Cuando la radio dejó de funcionar, a causa, dicho sea de paso, de un balonazo que pagamos caro mis hermanos y yo, mis padres le compraron uno de esos pequeños transistores que cabían en una mano. Su alegría fue inmensa y nunca nos dejó tocarla por más que yo, en la intimidad de nuestra habitación, le pidiera que me dejara escucharla un ratito. Estaba celosa de ese aparato que me había robado los cuentos nocturnos, “cuentos de mi vida los llamaba ella, que me relataba antes de dormir. Algunos eran graciosos, pero los más eran en verdad tristes, tanto que las lágrimas no paraban de rodar por mi cara infantil. Ahora, era ese pequeño transistor el que contaba historias y era ella la que escuchaba, y debían ser menos tristes porque siempre había una tenue sonrisa en su boca hasta quedarse dormida con esa “ladrona de cuentos” pegada a su oído. A partir de la llegada del transistor, mi abuela ya no era una abuela normal, era una anciana pegada a una radio que llegó a parecer un apéndice de su oreja. Cuando murió, con 100 años y unos meses, la enterramos con ese transistor que tanto gusto le dio en la vida. Esa era mi abuela, una anciana frágil que, aferrada a las ondas, volaba lejos de “esta vida que tantos disgustos me ha dado. A partir de ese momento, en la habitación se hizo un vacío extraño y su cama quedó en silencio.

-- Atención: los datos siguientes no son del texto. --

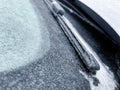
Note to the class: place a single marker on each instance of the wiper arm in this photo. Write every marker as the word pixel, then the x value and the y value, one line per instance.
pixel 85 52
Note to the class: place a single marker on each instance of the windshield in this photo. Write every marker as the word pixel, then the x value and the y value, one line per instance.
pixel 21 34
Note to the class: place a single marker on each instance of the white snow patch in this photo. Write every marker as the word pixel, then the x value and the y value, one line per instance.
pixel 23 37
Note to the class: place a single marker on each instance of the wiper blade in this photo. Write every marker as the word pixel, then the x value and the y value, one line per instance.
pixel 69 7
pixel 85 52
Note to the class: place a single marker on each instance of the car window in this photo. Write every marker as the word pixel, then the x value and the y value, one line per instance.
pixel 22 34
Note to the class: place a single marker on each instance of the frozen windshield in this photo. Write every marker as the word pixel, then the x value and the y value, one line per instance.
pixel 22 34
pixel 108 10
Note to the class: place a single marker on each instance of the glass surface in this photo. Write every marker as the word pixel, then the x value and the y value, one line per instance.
pixel 23 36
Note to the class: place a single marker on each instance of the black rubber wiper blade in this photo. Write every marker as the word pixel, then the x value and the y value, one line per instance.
pixel 70 7
pixel 85 52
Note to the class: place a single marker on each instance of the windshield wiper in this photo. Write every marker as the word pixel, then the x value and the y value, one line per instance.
pixel 87 55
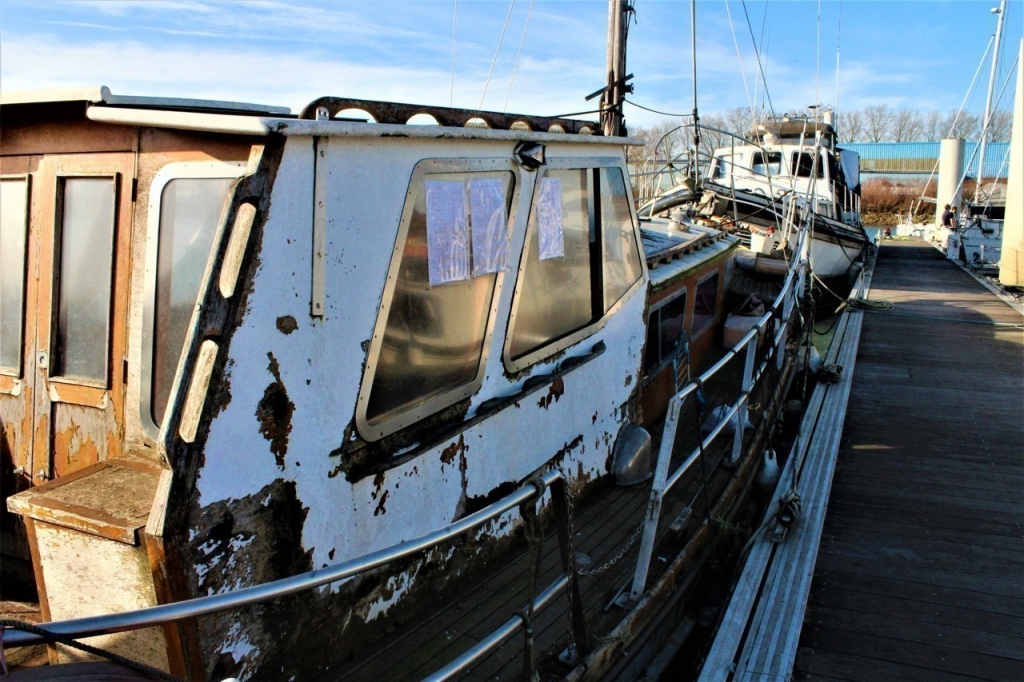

Es curioso, nunca antes había pensado en aquel recuerdo. En su cama dispuesta junto a la mía y el silencio que tras su marcha quedó flotando, como una niebla densa, en el cubículo de mi habitación. Un silencio que se hacía más presente en mis sueños nocturnos, en los que la ausencia muda de mi abuela y su transistor me aplastaban con su peso contra el colchón, hundiéndome en una angustiosa pesadilla de susurros, tristezas, ropajes negros, alguna sonrisa y alguna lágrima. Mi madre, preocupada por mis ojeras cada vez más profundas y mi tez más blanca, creyó adivinar la causa de tan mustia visión, y ni corta ni perezosa me compró un transistor parecido al de mi abuela, “para que tus noches no estén tan vacías y tus fantasmas se pierdan”.

Así fue como realmente empecé en la radio, un apéndice pegado a mi oreja que me trajo otra vez a mi querida abuela y sus “cuentos de mi vida” adheridos a mi recuerdo y que, ahora lo veo claro, fueron el germen de este programa por el que recibo el premio: Suspiros y cuentos.